Archaeological park would be key feature of further downtown riverfront redevelopment.
The remains of the long-abandoned Fuji-Ya restaurant will be torn down and the slope beneath it peeled away to make way for a new park featuring unearthed ruins beneath them as part of the latest Mississippi River redevelopment plan.
TheWater Works Park project will transform an inaccessible hill between West River Parkway and First Street S. — where Fuji-Ya has sat vacant since 1991 — into a park whose centerpiece will be the ruins of a former grain mill and the gate house of the original Minneapolis city water works.
It’s just one part of a long-term overhaul to the Central Riverfront Regional Park that runs along the riverbanks from the 35W bridge upstream to Plymouth Av., and includes or abuts the St. Anthony Main, Guthrie Theater and Mill City Museum areas where numerous apartments and condos have sprung up.
“Now that we have all these new residents down there, people are loving the park to death,” said Minneapolis Park and Recreation Board president Liz Wielinski. “We need to give it a face lift.”
Design for the Water Works project is being paid for and managed by the Minneapolis Parks Foundation, which will partner with the city’s Park Board to raise private funds for Central Riverfront projects, said executive director Mary deLaittre. That group is conducting an online survey through Thursday gauging how people use the area and want to see in a park there.

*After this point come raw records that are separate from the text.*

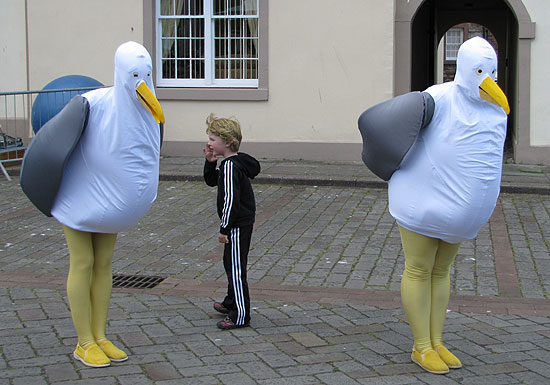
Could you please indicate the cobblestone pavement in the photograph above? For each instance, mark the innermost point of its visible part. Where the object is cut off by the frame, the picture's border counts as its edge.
(325, 269)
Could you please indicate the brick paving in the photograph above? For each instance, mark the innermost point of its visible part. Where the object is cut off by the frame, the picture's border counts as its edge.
(325, 269)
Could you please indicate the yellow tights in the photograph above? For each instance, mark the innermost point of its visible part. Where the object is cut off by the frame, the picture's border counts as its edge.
(425, 286)
(90, 282)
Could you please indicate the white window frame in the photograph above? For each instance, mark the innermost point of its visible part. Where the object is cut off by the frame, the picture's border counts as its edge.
(209, 57)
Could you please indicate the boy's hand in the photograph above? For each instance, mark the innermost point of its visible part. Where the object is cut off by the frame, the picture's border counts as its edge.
(222, 238)
(209, 154)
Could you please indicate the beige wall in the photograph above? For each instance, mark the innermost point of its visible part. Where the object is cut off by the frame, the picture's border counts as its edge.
(12, 46)
(79, 37)
(328, 61)
(539, 10)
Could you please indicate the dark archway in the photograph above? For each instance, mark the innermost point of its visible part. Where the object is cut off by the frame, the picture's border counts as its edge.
(442, 15)
(419, 26)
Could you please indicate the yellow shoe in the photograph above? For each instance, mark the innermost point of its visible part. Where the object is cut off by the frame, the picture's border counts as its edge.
(449, 358)
(111, 351)
(430, 362)
(91, 356)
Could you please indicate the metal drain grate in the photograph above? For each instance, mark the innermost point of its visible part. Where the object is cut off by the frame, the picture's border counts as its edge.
(136, 281)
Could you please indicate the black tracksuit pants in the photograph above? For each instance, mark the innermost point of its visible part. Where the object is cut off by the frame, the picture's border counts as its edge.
(235, 259)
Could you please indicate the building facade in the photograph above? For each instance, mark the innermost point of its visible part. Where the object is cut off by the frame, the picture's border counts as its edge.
(297, 74)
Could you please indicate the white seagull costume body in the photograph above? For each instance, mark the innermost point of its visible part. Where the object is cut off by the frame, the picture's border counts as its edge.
(448, 183)
(111, 178)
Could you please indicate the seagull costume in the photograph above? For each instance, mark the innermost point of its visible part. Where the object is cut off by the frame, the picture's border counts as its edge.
(444, 180)
(94, 167)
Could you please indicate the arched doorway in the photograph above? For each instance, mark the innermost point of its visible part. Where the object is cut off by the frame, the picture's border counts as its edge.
(420, 25)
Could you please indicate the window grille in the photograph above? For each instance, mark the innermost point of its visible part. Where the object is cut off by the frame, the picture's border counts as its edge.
(453, 40)
(207, 43)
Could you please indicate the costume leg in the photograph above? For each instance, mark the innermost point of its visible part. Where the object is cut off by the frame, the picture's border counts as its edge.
(441, 286)
(416, 285)
(81, 253)
(102, 281)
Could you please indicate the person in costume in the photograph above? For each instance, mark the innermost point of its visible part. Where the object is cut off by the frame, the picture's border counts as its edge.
(237, 211)
(100, 182)
(443, 187)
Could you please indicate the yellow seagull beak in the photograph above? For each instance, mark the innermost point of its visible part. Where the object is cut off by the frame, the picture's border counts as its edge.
(149, 101)
(491, 92)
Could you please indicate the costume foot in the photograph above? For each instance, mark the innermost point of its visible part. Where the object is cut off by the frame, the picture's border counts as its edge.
(111, 351)
(92, 356)
(449, 358)
(430, 362)
(220, 308)
(227, 324)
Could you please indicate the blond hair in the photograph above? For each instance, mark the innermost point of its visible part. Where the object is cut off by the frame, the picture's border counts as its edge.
(228, 129)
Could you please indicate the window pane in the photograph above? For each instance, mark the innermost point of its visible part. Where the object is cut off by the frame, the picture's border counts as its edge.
(221, 69)
(197, 27)
(236, 27)
(183, 69)
(168, 48)
(250, 48)
(168, 27)
(220, 48)
(236, 69)
(453, 40)
(250, 28)
(250, 7)
(220, 27)
(166, 7)
(251, 69)
(168, 69)
(195, 7)
(183, 49)
(219, 7)
(197, 69)
(184, 27)
(197, 48)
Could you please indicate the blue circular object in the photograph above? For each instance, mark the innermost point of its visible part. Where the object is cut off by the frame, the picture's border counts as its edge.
(48, 104)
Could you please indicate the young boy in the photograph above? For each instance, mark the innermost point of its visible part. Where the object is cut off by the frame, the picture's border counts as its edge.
(236, 209)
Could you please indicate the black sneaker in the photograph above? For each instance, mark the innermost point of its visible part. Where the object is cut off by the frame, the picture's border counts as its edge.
(220, 308)
(227, 324)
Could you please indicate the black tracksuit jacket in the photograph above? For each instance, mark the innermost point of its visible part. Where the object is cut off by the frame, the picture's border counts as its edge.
(236, 203)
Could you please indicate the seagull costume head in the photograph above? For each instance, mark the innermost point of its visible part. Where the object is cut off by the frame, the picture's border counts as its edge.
(133, 81)
(476, 72)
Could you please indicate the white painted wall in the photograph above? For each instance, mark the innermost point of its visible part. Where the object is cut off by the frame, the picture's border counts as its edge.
(13, 55)
(539, 11)
(79, 37)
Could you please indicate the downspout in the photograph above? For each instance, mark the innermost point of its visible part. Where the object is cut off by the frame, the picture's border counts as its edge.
(29, 97)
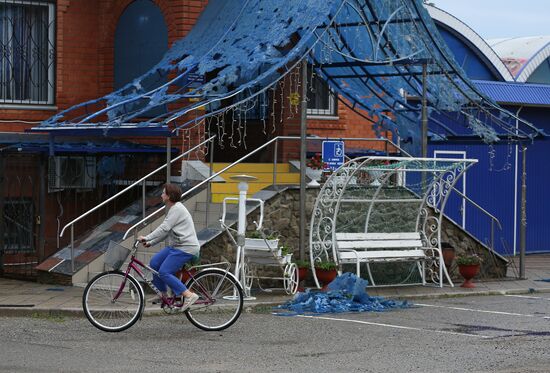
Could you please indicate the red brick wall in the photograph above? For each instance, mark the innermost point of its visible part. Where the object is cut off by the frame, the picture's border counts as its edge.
(347, 123)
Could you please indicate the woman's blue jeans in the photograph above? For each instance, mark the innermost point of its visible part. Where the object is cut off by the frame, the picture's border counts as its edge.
(167, 262)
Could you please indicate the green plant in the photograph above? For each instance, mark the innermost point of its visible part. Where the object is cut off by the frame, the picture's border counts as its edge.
(258, 235)
(302, 263)
(468, 259)
(285, 250)
(325, 266)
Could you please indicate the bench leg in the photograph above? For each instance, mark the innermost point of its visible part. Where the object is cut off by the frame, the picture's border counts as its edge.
(370, 275)
(421, 265)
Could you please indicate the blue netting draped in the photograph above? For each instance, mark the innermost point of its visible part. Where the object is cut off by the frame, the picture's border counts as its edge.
(345, 294)
(372, 52)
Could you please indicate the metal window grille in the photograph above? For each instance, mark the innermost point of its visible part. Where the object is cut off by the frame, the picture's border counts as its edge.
(18, 230)
(27, 49)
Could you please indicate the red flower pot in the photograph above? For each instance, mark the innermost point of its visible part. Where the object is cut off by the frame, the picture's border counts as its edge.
(468, 272)
(302, 273)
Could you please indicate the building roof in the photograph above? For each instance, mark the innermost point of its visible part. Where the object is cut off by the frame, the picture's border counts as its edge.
(522, 55)
(467, 33)
(516, 93)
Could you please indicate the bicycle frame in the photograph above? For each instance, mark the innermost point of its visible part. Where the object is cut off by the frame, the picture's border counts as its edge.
(137, 265)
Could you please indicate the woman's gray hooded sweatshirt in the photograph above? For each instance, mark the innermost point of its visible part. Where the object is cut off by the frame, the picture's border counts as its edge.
(178, 227)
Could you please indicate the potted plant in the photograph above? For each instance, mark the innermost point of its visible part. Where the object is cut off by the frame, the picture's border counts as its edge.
(303, 267)
(325, 272)
(468, 266)
(448, 253)
(286, 253)
(255, 241)
(315, 169)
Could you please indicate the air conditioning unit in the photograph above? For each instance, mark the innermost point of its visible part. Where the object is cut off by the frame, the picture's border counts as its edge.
(67, 172)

With funding still in the future, there’s no firm timetable for Fuji-Ya’s dismantling, said park board spokeswoman Dawn Sommers.
Makeovers in the central riverfront area are only part of a much grander undertaking known as River First, which envisions replacing the riverbanks’ industrial roots with parks, trails and residential development from downtown to the city’s northern border.
The stretch beyond the central riverfront, from Plymouth Av. to the city limits, is known among planners as Above the Falls. Already underway there is the conversion of the former Scherer Bros. lumber yard, essentially across Plymouth Av. from Boom Island Park, into a park and residential area. The Park Board also is continuing to purchase land from private owners along that part of the river corridor.
In 2012, the Central Riverfront Regional Park attracted 1.8 million visitors, fourth most among the metro area’s regional parks. (The Minneapolis Chain of Lakes led the way with 5.4 million.) But it’s been only 20 years since the cyclone fences and barbed wire were removed to open the Stone Arch Bridge to pedestrians. And a decade before that, Nicollet Island housed an automotive parts manufacturer and a rock-crushing operation.
Wielinski noted that the transformation of the central riverfront from an industrial zone to a recreational, cultural and residential magnet has come about through $340 million in public investment, and $1.9 billion of private investment between 1977 and 2012. It’s also taken a lot of brainstorming, which is continuing. The current master plan for the area was approved in 1989. The update now underway will be finished by spring, then must be approved by the Park Board and the Met Council, which funds regional parks.
“When this originally started, it came out of urban renewal,” Wielinski said. “There were railroad yards, and vagrants on the island. But it was the historic center of Minneapolis. As most people can see, it’s been very successful.”
“I don’t think anything’s ever really done,” Wieinski added. “By the time you get it there it’s time to redo it.”
Other plans for the Central Riverfront park, some closer to reality than others, include better continuity for bike and pedestrian trails; a redevelopment, perhaps including a plaza and restaurant, of the intersection of Portland Avenue and West River Parkway; improved access to the riverbank areas below the Mill City Museum and a reconstruction of Main Street in the St. Anthony Main area.
Controversial piece of land
Some of the grain mill ruins under the Fuji Ya site are also under the parking lot at the north end of the Stone Arch Bridge, along West River Parkway, Wielinski said.